By Andrew Gibson
I’ve heard the question too many times: “Why are you going into journalism?”
It usually comes from people not in the profession who hear about the decline of print newspapers or conclude that online news is an impossible business model. However, I read a post Sunday from a journalism insider. Dave Winer, who “pioneered the development of weblogs, syndication (RSS), podcasting, outlining, and web content management software,” according to his website Scripting News, posted this Friday:
“Journalism itself is becoming obsolete. I know the reporters don’t want to hear this, and they’re likely to blast me, even try to get me “fired” (it’s happened before) because at least for the next few months I hang my hat at a J-school. I happen to think journalism was a response to publishing being expensive. It cost a lot of money to push bits around the net before there was a net. They had to have huge capital-intensive printing plants, fleets of trucks and delivery boys with paper routes. Now we can hear directly from the sources and build our own news networks. It’s still early days for this, and it wasn’t that long ago that we depended on journalists for the news. But in a generation or two we won’t be employing people to gather news for us. It’ll work differently.”

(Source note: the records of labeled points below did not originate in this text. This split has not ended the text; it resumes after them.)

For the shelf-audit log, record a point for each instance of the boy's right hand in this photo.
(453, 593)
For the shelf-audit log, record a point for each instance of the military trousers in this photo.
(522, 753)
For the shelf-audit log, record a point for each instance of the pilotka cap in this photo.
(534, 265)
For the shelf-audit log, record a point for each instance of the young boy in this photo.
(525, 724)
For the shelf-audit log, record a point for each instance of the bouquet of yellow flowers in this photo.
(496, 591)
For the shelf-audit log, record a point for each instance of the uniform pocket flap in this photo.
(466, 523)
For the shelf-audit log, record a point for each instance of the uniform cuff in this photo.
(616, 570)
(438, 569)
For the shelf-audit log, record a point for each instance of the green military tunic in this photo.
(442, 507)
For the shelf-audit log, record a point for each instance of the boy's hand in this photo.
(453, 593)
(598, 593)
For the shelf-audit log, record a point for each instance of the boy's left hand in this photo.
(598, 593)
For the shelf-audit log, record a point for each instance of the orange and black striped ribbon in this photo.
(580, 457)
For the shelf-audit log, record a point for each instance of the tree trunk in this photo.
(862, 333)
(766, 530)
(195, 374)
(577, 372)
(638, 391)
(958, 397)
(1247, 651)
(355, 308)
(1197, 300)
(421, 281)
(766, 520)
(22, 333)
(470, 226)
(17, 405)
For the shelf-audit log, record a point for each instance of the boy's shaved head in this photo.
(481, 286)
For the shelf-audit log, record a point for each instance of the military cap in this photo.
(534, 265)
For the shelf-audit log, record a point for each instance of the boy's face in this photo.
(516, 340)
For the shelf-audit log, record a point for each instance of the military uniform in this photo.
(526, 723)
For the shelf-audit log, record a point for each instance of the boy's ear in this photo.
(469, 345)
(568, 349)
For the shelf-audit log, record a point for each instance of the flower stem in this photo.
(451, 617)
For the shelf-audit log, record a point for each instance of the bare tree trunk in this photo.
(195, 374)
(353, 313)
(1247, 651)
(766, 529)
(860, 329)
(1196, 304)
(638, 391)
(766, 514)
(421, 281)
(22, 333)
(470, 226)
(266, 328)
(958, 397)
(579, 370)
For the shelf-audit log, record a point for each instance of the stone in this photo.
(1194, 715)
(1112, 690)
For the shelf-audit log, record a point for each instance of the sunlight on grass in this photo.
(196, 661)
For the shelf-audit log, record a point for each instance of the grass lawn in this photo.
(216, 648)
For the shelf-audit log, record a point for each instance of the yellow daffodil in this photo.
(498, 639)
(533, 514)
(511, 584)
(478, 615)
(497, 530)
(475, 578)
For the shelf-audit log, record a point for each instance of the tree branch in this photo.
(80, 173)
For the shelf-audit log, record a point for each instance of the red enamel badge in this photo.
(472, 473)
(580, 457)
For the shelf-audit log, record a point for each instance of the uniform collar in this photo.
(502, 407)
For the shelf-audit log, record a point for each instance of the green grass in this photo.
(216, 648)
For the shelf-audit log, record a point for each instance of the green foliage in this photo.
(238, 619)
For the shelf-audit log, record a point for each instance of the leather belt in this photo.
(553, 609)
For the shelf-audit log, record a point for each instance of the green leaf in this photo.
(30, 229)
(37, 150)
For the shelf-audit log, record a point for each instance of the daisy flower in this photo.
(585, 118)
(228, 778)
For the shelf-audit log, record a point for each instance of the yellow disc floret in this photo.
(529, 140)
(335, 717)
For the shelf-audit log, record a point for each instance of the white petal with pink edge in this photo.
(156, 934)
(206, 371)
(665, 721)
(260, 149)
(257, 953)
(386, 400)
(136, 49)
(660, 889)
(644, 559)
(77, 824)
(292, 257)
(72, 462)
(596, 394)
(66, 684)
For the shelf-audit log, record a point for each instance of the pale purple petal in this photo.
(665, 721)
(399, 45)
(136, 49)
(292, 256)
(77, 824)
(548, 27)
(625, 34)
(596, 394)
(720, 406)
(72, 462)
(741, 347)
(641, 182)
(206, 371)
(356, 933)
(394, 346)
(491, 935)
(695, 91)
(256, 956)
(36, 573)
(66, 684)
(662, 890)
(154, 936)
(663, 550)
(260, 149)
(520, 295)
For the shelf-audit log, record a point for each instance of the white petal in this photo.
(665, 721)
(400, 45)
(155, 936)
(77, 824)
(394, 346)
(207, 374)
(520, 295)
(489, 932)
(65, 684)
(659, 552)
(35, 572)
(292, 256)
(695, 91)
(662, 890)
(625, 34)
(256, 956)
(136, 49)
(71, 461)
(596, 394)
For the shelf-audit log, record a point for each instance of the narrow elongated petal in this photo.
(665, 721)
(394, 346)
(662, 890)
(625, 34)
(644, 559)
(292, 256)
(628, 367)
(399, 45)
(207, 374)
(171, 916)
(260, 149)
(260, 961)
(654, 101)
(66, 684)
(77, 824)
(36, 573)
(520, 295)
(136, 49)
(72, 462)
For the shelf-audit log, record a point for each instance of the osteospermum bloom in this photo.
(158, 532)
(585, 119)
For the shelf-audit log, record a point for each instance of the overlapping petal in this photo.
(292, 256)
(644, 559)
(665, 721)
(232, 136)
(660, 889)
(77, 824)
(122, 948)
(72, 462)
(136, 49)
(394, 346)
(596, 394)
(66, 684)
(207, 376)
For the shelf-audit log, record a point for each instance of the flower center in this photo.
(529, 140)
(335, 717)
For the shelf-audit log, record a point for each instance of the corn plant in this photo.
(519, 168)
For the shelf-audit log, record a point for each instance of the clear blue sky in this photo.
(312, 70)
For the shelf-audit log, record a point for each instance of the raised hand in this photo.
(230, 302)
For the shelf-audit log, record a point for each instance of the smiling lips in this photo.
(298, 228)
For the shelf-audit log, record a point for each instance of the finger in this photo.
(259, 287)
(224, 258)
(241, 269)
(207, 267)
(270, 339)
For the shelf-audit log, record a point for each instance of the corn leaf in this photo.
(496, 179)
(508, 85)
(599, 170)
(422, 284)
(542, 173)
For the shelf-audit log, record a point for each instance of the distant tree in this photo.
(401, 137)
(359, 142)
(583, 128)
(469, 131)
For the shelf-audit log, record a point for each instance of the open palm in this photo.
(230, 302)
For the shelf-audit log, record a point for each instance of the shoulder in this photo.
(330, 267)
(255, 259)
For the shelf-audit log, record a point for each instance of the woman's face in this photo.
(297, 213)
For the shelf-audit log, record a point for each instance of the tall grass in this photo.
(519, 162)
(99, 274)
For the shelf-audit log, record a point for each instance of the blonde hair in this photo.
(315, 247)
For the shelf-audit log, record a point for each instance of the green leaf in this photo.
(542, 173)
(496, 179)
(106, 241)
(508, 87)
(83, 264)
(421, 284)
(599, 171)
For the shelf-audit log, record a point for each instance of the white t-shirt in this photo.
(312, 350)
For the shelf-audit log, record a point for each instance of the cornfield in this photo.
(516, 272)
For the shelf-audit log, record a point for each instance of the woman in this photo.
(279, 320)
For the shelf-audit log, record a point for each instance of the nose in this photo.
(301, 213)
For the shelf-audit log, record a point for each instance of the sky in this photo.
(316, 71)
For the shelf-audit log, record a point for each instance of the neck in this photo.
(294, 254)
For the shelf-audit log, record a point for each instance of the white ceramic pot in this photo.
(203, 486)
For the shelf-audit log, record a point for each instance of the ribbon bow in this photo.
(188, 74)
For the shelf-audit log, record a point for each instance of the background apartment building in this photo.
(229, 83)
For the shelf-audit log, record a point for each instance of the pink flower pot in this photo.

I don’t think Winer wrote the post to upset anyone. He’s an “investor in web media companies,” according to his website, meaning he likely wants to see online journalism succeed. But I think it’s unfair, or at least too early, to say “journalism itself” is on the path to oblivion. There’s no easy way to define the practice, but I think of journalism as the process of verifying and disseminating information that makes people better able to make informed decisions. Newspapers are struggling, but I don’t see any widespread appetite for false information.